Our clinic sees patients who've tried everything described in the article. Some are so addicted to their online meds, or so addled by impulsive, erratic med-and-substance-use, that they don't know where to turn. I ask them to bring in everything they've been taking for the last few months.
"I can't," they might say. "I don't have the bottles, I don't have the pills, I think it was Trazodone. Or Trileptal. Or Tranxene. It had a 'T' in it." They might bring in a baggie full of pills, which we send to our pharmacy for identification. An agitated pharmacist calls back: Where did they get this? What are they doing? Good question, I reply. That’s why they’re here.

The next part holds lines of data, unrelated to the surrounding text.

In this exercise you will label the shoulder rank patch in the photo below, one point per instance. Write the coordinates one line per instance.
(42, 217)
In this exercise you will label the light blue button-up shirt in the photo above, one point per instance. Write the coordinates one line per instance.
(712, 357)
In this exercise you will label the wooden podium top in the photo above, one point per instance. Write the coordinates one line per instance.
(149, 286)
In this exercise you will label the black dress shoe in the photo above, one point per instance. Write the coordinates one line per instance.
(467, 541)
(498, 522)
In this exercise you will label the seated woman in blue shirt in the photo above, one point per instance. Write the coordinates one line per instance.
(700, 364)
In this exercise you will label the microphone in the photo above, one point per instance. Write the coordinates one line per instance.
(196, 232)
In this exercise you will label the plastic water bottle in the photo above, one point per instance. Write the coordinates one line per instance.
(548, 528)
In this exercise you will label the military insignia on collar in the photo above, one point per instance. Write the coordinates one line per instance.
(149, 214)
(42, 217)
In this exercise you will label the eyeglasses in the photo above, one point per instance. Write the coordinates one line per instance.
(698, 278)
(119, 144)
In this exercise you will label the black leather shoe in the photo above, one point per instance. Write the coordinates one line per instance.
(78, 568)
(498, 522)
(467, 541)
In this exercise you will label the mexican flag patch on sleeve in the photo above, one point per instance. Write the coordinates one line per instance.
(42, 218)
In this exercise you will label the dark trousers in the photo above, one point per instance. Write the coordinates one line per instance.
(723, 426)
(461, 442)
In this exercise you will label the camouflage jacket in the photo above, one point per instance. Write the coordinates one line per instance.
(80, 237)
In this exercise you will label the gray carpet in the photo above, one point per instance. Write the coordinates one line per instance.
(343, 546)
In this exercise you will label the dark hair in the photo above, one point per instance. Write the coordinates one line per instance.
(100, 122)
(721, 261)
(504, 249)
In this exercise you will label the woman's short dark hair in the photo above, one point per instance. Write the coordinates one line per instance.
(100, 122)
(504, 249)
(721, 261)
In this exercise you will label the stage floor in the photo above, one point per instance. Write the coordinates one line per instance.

The good news is that, if patients can trust us enough to tell us what they're doing, we can usually sort it out, and the patient can usually feel better. There are multiple things to sort through: the diagnosis; the meds taken and not taken; the self-prescribing; the issues that motivated the self-prescribing; and the doctor-patient relationship.
1 Comments:
I have to believe that failure in the doctor-patient relationship has much to do with the self-medication. Part of the problem is intrinsic to the physicians themselves-- rushed and not spending enough time listening and developing the connection to the patient. I think, a large part of the problem is that of "too much medical information" being presented to patients or potential patients thru the Internet and the pharmaceutical company's direct to the consumer advertising. Besides this availability of "information", is that the patient is encouraged to view medical care as a consumer issue like buying food, clothing or cars. In addition, the change in recent years, from physician paternalism to that of patient autonomy is all part of the dynamic of the patient's behavior. Finally, it may well be issues intrinsic to the pharmacology of treating emotional/psychiatric disorders. Unlike treating a pneumococcal pneumonia where the recommendation and therapeutic response is fairly clear cut, treating psych illnesses may be more trial and error, hit or miss which leads to more uncertainty regarding the clear benefit in the mind of the physician and also in the patient. And this will tend to disrupt the patient-physician relationship and motivate the patients to try approaches to therapy on their own. ..Maurice.